In the modern workplace, employees are looking for more than a transactional relationship at work, especially as “work” has in many cases now spilled into “home.” They want to feel as though they are more than just a labor resource for a company. In fact, 82% of employees want their organizations to view them as people with individual goals and aspirations and not just as resources (Gartner).
When a job seeker sees that a company invests in employee development, they know that the company is much more likely to value them and wants to see them grow both professionally and personally. According to the University of Phoenix Career Institute’s 2022 Career Optimism Index, 68% of respondents say they would be more likely to stay with their current employer if more upskilling opportunities were provided.
Plus, job seekers who want to be developed are good candidates for open roles because they demonstrate the desire to grow their skills, and in turn, help the company succeed.
2. It keeps employees engaged.
A 2023 Gallup study found that nearly 70% of U.S. employees are disengaged at work.
Disengaged employees are less productive and are more prone to burnout. They don’t feel a sense of connection or loyalty to their workplace and are more likely to leave. With more remote work that blurs the lines between work and home, and the potential lack of comradery that office environments typically offer, burnout and disengagement are continuing to rise.
Investing in employee development creates opportunities for employees to feel excited about learning and growing. It also builds opportunities for employees to form greater connections with one another by practicing new skills together.
3. It is an investment that pays off in the long run.
Companies may be hesitant to make an investment in employee development as the returns are not always instantaneous. Providing pathways for employee development, however, pays off greatly in the long run.
The most noticeable return is increased employee retention. LinkedIn’s Workforce Learning Report states that 93% of employees would stay at a company longer if it invested in their careers, and a study by SHRM found that the average cost of losing an employee can be 6 to 9 months of their salary.
Even one employee sticking around because a company offers employee development makes it worthwhile.

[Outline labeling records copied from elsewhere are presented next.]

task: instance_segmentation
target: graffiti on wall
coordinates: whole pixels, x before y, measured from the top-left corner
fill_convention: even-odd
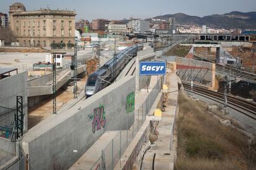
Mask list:
[[[126,97],[126,113],[130,113],[134,110],[135,93],[132,92]]]
[[[100,105],[99,107],[95,108],[93,115],[88,115],[88,117],[90,121],[92,120],[92,127],[93,133],[105,127],[106,116],[103,105]]]
[[[0,126],[0,137],[11,139],[14,123],[11,123],[11,126]]]

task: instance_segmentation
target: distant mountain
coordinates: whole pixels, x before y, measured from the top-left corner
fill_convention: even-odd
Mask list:
[[[233,11],[223,15],[212,15],[199,17],[183,13],[157,16],[153,18],[168,20],[175,17],[177,23],[181,25],[207,25],[213,28],[256,29],[256,12],[241,12]],[[151,20],[151,18],[148,19]]]

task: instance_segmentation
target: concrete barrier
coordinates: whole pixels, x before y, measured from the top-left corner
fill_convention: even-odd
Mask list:
[[[134,91],[134,76],[126,76],[32,127],[21,141],[30,166],[67,169],[106,131],[125,129],[127,120],[130,127],[134,113],[127,113],[126,97]]]

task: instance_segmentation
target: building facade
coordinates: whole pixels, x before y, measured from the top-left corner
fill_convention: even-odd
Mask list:
[[[106,25],[108,25],[109,23],[109,20],[105,19],[93,20],[92,22],[92,28],[93,30],[104,31]]]
[[[8,15],[0,12],[0,26],[8,27]]]
[[[134,20],[129,22],[127,26],[132,28],[134,32],[149,31],[149,22],[143,20]]]
[[[108,28],[108,32],[111,33],[125,33],[127,32],[126,24],[109,23]]]
[[[169,30],[169,25],[168,23],[166,22],[161,22],[159,24],[159,29],[160,30]]]
[[[43,9],[26,11],[24,5],[10,6],[10,28],[21,46],[51,47],[74,44],[75,12]]]

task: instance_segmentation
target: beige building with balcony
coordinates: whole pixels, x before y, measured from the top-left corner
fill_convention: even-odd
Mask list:
[[[10,27],[20,46],[51,47],[74,44],[75,12],[49,9],[26,11],[24,5],[10,6]]]

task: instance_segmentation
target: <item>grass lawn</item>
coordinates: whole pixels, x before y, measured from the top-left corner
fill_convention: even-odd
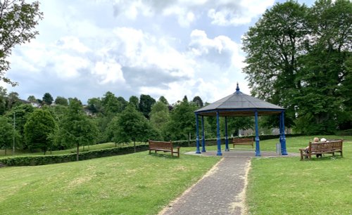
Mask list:
[[[142,152],[0,168],[0,214],[155,214],[219,160]]]
[[[288,138],[288,152],[298,152],[313,138]],[[310,161],[300,161],[299,157],[253,159],[246,198],[249,213],[351,214],[352,137],[344,139],[344,158],[327,155]],[[261,141],[260,147],[262,150],[275,149],[275,143]]]
[[[146,143],[142,142],[136,142],[137,145],[142,145],[146,144]],[[85,145],[85,146],[80,146],[80,152],[92,151],[96,150],[101,150],[104,148],[111,148],[115,147],[126,147],[126,146],[133,146],[133,143],[130,143],[130,144],[118,144],[117,146],[114,143],[100,143],[96,145]],[[75,147],[68,149],[65,150],[57,150],[57,151],[47,151],[46,155],[65,155],[70,153],[75,153],[77,148]],[[23,156],[23,155],[44,155],[42,152],[30,152],[29,151],[23,151],[20,150],[16,150],[15,151],[15,156]],[[13,157],[12,155],[12,150],[8,149],[6,152],[6,155],[5,155],[5,150],[0,150],[0,158],[7,157]]]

Imagine the return on investment if the majority of the workforce stays with the company over the course of years.
4. It creates promotable employees and strengthens the internal talent pipeline.
Beyond simply keeping employees at the company, investing in employee development creates a clear path for employees to have upward mobility.

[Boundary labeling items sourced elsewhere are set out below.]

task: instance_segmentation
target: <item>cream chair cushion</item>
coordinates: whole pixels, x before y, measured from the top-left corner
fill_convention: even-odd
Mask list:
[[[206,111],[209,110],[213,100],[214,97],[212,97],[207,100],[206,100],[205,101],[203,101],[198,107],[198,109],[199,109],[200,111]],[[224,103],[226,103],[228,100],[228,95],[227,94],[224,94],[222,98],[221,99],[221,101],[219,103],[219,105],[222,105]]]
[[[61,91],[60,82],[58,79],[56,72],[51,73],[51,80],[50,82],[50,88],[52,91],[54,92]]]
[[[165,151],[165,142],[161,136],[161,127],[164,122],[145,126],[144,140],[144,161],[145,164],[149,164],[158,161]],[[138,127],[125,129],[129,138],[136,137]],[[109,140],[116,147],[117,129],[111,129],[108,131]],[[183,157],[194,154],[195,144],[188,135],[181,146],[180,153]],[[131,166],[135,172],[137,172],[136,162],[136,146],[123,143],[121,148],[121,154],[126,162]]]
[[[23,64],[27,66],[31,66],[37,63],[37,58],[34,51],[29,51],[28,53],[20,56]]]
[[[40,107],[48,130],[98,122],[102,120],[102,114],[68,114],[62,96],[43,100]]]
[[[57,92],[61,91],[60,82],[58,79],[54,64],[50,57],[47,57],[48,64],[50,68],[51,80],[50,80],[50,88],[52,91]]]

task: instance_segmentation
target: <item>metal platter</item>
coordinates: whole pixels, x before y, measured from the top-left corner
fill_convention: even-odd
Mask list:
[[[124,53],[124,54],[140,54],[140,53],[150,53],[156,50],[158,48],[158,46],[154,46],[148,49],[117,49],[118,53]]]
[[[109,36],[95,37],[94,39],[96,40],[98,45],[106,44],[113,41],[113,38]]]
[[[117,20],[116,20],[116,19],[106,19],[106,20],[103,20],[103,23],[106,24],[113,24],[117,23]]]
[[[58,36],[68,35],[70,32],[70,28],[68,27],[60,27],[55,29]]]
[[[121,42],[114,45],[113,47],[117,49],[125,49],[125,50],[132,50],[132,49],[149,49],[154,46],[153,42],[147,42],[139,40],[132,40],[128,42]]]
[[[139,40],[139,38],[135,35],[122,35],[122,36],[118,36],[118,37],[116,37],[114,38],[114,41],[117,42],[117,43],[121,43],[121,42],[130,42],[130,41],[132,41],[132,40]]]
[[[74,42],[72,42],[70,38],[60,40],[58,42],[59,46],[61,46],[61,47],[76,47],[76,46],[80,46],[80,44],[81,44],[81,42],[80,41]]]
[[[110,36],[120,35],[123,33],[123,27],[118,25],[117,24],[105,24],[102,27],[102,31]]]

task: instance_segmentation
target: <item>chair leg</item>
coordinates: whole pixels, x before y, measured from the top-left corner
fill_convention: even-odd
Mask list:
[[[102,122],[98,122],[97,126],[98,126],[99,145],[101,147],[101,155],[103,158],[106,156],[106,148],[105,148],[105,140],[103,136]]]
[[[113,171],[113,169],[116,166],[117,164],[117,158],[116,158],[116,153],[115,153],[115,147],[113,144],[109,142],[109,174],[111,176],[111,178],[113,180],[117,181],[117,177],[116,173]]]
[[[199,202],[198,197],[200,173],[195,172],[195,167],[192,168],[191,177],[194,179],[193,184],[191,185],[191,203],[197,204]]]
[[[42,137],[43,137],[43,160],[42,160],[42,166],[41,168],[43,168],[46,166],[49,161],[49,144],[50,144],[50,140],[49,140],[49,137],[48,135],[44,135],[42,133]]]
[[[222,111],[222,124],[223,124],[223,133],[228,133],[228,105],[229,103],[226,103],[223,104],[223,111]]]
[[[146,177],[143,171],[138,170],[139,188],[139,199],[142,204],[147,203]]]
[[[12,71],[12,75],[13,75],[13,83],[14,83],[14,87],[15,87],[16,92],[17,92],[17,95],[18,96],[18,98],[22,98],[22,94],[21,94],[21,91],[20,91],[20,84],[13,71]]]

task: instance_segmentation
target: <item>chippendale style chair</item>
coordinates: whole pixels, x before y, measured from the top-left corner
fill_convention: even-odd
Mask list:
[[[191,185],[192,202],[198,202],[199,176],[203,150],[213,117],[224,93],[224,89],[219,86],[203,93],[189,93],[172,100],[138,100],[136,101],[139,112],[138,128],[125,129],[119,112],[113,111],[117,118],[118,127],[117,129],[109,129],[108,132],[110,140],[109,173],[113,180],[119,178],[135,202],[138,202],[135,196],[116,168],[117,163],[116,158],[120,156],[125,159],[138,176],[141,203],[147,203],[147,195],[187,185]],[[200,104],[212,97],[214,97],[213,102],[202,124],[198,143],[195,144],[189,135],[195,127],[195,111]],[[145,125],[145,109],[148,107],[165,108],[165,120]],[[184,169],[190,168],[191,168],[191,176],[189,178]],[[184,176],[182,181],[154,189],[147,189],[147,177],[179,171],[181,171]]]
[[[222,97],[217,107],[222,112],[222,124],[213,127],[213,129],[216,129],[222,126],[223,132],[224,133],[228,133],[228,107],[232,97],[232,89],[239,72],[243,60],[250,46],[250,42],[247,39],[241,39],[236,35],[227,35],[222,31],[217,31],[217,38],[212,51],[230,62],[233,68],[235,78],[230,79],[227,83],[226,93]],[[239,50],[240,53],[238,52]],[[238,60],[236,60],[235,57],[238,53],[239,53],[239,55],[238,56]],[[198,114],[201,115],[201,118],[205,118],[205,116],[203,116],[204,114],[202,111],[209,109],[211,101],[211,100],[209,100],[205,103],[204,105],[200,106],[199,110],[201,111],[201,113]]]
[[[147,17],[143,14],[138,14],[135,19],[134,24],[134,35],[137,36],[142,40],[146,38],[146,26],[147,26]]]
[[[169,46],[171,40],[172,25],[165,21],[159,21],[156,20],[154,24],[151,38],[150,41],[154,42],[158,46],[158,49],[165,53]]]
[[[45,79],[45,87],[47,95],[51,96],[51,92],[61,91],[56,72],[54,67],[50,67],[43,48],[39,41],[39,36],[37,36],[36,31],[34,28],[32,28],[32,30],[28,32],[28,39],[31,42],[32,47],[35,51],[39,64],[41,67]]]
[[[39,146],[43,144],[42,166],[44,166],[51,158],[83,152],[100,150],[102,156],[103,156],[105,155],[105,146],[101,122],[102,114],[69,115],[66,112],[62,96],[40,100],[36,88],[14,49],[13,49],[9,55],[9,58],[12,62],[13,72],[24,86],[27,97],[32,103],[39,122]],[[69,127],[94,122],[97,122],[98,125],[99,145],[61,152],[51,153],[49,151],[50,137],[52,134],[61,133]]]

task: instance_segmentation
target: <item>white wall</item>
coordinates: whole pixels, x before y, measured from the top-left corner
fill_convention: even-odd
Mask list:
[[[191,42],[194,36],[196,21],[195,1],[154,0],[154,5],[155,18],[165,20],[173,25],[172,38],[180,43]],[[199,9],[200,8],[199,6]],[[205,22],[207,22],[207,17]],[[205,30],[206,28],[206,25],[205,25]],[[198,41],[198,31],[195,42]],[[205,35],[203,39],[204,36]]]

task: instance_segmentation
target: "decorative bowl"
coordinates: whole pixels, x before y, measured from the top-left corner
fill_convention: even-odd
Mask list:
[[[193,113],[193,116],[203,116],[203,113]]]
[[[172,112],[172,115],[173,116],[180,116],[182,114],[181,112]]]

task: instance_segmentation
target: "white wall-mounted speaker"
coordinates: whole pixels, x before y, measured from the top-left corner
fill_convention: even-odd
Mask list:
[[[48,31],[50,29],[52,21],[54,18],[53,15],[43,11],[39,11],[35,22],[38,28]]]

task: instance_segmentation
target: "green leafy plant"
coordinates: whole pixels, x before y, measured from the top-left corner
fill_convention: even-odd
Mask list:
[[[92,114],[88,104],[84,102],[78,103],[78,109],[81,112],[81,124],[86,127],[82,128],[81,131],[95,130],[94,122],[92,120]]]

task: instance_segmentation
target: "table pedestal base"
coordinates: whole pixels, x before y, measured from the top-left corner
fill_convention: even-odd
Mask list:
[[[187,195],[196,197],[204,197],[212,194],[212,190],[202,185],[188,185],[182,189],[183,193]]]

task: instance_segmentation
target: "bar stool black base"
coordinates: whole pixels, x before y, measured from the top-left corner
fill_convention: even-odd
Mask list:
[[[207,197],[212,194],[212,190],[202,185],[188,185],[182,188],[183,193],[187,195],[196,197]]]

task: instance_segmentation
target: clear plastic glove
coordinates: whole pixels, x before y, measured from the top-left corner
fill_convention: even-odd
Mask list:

Building a robust internal talent pipeline, as opposed to always looking outside the organization to hire more senior level employees, provides many benefits. Employees who’ve already been with the company know the ins-and-outs reducing ramp-up time, and already have a sense of loyalty.

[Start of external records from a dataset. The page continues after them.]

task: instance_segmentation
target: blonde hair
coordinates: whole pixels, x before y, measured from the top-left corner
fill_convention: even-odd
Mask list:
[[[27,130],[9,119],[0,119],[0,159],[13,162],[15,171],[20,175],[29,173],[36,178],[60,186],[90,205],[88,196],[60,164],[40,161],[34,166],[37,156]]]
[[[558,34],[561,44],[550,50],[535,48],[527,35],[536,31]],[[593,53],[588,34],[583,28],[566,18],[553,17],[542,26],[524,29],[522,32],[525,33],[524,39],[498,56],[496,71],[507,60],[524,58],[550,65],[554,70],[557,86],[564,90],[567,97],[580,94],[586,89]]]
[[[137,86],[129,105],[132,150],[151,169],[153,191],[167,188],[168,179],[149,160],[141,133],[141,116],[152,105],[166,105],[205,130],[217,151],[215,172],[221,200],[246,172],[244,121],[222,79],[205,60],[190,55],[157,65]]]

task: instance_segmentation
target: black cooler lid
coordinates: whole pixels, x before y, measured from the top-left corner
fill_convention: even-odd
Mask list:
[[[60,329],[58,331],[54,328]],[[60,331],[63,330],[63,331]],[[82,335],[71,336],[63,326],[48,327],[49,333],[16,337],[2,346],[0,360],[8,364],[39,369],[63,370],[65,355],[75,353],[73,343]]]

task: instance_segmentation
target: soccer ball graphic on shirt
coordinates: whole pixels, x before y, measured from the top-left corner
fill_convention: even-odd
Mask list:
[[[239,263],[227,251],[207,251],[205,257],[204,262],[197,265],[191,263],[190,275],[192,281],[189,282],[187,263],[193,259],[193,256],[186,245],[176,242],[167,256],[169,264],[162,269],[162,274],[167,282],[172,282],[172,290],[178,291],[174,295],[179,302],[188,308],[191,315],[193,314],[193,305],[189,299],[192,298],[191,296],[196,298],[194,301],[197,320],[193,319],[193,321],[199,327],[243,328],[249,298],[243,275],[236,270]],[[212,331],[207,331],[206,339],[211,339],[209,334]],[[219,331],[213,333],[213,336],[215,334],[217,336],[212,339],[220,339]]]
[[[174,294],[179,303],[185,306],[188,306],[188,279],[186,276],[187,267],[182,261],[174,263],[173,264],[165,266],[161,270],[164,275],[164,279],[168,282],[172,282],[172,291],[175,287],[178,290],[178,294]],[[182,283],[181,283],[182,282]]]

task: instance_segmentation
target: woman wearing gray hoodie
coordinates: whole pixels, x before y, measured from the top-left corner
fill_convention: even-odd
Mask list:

5. It helps your organization be future-ready.
As we continue to grapple with the effects of the pandemic, it’s obvious there were many traditional, outdated workplace practices that needed to evolve. What we thought we knew about how employees can and like to work is changing, with adaptability being a crucial factor in creating a more resilient workforce.
LinkedIn’s Global Talent Trends 2019 report found that 92% of talent professionals said soft skills are equally or more important to hire for than hard skills. And 89% said that when a new hire doesn’t work out, it’s because they lack critical soft skills. Investing in employee development is more than just upskilling employees with technical skills. A focus on soft skills such as effective communication, adaptability, and more helps to prime employees for whatever changes come their way.
It’s easy to get caught up in performing and managing the day-to-day operations of a business, but employee development needs to be a part of every modern organization’s business strategy.